I am currently part of a team preparing a small exhibit on sustainable energy for a Midwestern history museum. Our original goal was simple: to review the regional history of renewable energy production and use, in order to illustrate that “green living” is not a new concept. However, as with most creations of passionate people, the size and scope of the exhibit has expanded quite a bit, and the exhibit is now intended to be a more forceful argument for responsible energy use and the importance of being aware of one’s own energy footprint. There’s no denying this argument has always been an implicit part of the exhibit plan. In this part of the world, there is an unfortunate resistance to, if not outright demonization of progressive energy policy, and we absolutely want to undermine the assumptions and misconceptions that fuel this anti-green discourse. What has changed is that we’ve stopped hiding our agenda.
In his 1994 essay Evaluating the Ethics and Consciences of Museums, Robert Sullivan proposes that museums are “moral educators”. Either deliberately or through unconscious subtext, museums inherently shape the opinions, worldview and conception of self of their visitors. It is unavoidable that museum content will be shaped by subtextual ideologies and assumptions. Identifying and unpacking these biases is a huge issue (it’s basically the entire focus of the humanities for the last 50 years or so), but one can still exert a degree of control over which assumptions are expressed.
Museums are among the most trusted of media forms, and are widely considered to be far more reliable than books, television or newspapers. This public trust can be intimidating, but it does present a unique opportunity: if a museum takes a stand on an important issue, it will probably be taken seriously. Obviously, trust is not a resource to be squandered needlessly, but when wielded with care and deliberation it can be very powerful.
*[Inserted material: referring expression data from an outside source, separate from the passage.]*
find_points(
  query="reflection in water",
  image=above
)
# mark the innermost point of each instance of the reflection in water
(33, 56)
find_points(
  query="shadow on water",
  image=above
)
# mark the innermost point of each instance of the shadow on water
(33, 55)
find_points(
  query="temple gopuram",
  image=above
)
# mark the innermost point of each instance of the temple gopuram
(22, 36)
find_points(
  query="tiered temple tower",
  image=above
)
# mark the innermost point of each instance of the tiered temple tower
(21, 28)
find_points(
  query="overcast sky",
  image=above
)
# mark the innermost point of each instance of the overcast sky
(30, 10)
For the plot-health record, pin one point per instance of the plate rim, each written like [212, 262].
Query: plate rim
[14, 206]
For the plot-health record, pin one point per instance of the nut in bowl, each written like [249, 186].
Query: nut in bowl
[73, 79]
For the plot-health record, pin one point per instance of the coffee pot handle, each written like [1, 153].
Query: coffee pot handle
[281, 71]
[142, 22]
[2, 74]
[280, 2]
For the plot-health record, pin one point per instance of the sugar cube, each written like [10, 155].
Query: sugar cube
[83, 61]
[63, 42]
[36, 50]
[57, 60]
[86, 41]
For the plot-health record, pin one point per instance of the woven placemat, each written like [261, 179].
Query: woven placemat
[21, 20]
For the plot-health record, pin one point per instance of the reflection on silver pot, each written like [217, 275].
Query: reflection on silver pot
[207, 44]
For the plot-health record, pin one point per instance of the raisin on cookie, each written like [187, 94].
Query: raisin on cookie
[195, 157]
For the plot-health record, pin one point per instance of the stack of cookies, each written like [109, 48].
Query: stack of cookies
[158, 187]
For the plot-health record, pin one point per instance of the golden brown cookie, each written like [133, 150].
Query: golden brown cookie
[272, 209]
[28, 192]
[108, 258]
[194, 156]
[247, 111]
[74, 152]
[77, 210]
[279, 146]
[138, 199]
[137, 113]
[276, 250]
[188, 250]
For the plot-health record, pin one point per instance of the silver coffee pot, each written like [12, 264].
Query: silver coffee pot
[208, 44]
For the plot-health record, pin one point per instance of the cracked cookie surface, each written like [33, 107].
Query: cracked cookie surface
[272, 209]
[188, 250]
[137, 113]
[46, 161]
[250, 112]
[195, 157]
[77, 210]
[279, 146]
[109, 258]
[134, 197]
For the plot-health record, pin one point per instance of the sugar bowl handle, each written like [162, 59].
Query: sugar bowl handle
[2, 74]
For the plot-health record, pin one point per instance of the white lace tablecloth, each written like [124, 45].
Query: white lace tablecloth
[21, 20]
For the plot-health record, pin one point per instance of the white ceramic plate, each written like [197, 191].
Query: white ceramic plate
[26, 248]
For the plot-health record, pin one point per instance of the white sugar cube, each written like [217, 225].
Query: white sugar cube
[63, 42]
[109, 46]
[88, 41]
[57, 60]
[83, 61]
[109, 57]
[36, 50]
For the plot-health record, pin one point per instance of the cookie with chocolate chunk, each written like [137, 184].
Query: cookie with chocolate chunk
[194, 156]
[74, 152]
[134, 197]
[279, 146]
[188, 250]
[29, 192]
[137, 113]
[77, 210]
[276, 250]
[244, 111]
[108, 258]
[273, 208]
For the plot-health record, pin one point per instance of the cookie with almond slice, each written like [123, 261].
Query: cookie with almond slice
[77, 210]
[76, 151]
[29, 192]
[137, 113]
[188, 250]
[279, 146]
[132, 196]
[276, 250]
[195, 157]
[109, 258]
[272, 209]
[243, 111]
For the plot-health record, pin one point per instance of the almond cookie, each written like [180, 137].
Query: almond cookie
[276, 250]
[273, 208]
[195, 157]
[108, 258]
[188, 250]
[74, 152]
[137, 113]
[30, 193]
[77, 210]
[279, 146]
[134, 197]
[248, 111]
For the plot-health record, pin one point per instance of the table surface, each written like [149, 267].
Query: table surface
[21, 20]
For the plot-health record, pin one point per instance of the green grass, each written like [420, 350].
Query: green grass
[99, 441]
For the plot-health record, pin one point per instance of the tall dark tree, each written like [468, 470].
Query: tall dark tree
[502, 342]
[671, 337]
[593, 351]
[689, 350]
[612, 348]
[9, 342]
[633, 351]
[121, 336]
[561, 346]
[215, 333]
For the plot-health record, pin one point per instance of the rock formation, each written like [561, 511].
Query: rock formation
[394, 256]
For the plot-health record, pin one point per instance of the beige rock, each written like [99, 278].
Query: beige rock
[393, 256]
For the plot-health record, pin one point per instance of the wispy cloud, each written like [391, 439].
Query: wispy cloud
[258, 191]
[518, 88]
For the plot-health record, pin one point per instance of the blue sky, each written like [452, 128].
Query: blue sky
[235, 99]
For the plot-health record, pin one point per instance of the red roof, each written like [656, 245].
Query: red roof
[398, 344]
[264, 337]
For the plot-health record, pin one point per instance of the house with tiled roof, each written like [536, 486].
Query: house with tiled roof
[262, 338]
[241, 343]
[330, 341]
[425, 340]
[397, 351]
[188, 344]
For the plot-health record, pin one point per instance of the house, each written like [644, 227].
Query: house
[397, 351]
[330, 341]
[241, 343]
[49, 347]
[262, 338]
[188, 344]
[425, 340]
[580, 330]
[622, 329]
With our sustainable energy exhibit, we are trying very hard to harness that power in an effective way. The issues that surround energy use are very serious, as the availability and ready access of energy are critical to our modern economy, infrastructure, and way of life. Unfortunately, the discourse around renewable energy, diminishing fossil fuels and climate change is highly politicized. We want to be plain about the economic and environmental dangers that good, solid research tells us is in our future, and we want to call out sources of misinformation. Above all, we want to give people the intellectual tools to evaluate controversial issues for themselves, and to identify which arguments are backed by concrete evidence and which are not.
Our exhibit may well raise some eyebrows for taking a hard stance on a topic that many in this region consider to be “controversial”. I think this is a good thing. Museums really should not be playing the “both sides of the story” game that other media forms play when the evidence and experts clearly favor one camp. If we are avoiding asking our audiences hard questions, then we are not teaching, and we are not doing our job.